Check, check, double-check:
ggplot(d) +
geom_density(aes(x = pred_prob, fill = Sex), alpha = .5)
Now let’s plot the ogive including the interaction effects:
d %>%
ggplot() +
aes(x = Fare, y = Survived, color = Sex) +
geom_point() +
geom_smooth(method = "glm",
aes(x = Fare, y= pred_prob),
method.args = list(family = "binomial"),
se = FALSE)
## Warning in eval(family$initialize): non-integer #successes in a binomial
## glm!
## Warning in eval(family$initialize): non-integer #successes in a binomial
## glm!
Debrief
Plotting helps.
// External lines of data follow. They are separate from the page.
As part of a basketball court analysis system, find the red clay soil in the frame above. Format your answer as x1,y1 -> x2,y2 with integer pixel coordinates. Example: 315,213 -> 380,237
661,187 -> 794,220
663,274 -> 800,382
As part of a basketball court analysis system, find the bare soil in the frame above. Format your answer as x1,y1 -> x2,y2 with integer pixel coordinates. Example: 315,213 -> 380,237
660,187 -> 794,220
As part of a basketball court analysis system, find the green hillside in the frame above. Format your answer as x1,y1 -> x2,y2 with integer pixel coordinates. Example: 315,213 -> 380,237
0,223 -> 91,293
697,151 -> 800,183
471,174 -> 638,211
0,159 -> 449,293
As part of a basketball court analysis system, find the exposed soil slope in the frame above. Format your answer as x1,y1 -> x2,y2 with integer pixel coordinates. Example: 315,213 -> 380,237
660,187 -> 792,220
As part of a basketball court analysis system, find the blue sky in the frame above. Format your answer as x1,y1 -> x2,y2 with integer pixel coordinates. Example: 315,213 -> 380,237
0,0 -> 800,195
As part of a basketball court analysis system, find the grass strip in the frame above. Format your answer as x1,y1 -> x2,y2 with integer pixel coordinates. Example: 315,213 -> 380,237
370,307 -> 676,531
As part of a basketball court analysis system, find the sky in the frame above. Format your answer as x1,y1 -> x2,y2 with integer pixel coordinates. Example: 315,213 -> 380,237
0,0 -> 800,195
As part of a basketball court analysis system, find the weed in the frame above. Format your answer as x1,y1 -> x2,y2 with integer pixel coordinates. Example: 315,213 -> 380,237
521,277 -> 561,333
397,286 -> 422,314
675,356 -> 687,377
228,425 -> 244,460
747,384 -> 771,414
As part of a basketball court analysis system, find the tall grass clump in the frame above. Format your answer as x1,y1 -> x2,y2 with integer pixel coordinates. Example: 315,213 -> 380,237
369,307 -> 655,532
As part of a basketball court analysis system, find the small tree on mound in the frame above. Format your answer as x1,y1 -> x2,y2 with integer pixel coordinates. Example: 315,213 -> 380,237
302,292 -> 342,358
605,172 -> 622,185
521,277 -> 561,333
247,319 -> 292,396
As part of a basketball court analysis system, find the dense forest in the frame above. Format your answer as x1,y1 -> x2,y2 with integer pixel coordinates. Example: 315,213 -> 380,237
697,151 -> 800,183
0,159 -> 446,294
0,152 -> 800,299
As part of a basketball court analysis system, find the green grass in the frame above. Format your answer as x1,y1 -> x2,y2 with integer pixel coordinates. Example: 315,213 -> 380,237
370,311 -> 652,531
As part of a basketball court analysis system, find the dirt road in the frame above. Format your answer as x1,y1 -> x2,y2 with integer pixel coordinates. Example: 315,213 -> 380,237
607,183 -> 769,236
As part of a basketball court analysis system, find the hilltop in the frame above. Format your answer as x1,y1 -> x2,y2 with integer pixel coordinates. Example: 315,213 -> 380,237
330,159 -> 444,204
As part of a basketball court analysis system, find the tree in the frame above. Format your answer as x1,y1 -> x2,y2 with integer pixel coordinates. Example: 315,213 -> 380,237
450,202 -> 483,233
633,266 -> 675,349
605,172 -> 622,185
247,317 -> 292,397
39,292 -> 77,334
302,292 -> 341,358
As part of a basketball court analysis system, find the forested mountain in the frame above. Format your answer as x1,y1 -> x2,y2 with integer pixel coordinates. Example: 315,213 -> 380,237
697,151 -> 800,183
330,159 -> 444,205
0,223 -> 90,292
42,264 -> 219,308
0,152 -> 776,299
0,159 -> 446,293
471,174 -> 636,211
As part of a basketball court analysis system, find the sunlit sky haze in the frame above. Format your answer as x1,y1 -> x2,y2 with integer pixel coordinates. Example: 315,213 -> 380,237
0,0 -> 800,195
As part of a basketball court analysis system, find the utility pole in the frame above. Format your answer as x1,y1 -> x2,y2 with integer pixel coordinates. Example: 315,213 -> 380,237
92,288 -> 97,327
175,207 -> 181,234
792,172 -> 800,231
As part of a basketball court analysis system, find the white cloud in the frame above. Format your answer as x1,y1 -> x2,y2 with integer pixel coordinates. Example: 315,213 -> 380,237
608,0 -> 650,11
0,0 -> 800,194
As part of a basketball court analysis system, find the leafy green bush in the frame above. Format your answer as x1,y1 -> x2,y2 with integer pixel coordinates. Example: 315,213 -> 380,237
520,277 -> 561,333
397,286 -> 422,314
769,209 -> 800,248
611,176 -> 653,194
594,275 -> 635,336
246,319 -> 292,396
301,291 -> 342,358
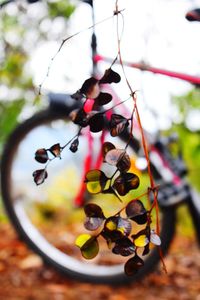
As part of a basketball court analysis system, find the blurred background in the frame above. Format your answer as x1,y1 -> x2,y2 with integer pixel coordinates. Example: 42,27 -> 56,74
0,0 -> 200,300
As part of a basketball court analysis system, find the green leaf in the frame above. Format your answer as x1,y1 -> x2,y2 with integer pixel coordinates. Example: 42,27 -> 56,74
75,234 -> 99,259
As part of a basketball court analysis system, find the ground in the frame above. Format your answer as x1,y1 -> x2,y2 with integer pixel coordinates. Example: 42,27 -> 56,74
0,224 -> 200,300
Instead of inspecting the numbers in the glm output table only, it helps to plot the curves. In that way, the overall trend can be easier understood. Remember that the coefficients of a linear model are different if an interaction effect is modeled, compared with an model where no interaction is modeled. The coefficient of a predictor, such as Fare
means: “That’s the estimate of the mean statistical influence of Fare, if Fare is zero, which makes no sense, and if the other predictors are all at zero too, which make no sense either in the most cases”. This difficulty in interpretation is the reason why people like to center their models. Centered models have the mean value as the zero, which is easier to interpret. However, for an interaction of two groups and one single continuous parameter, things are not too difficult.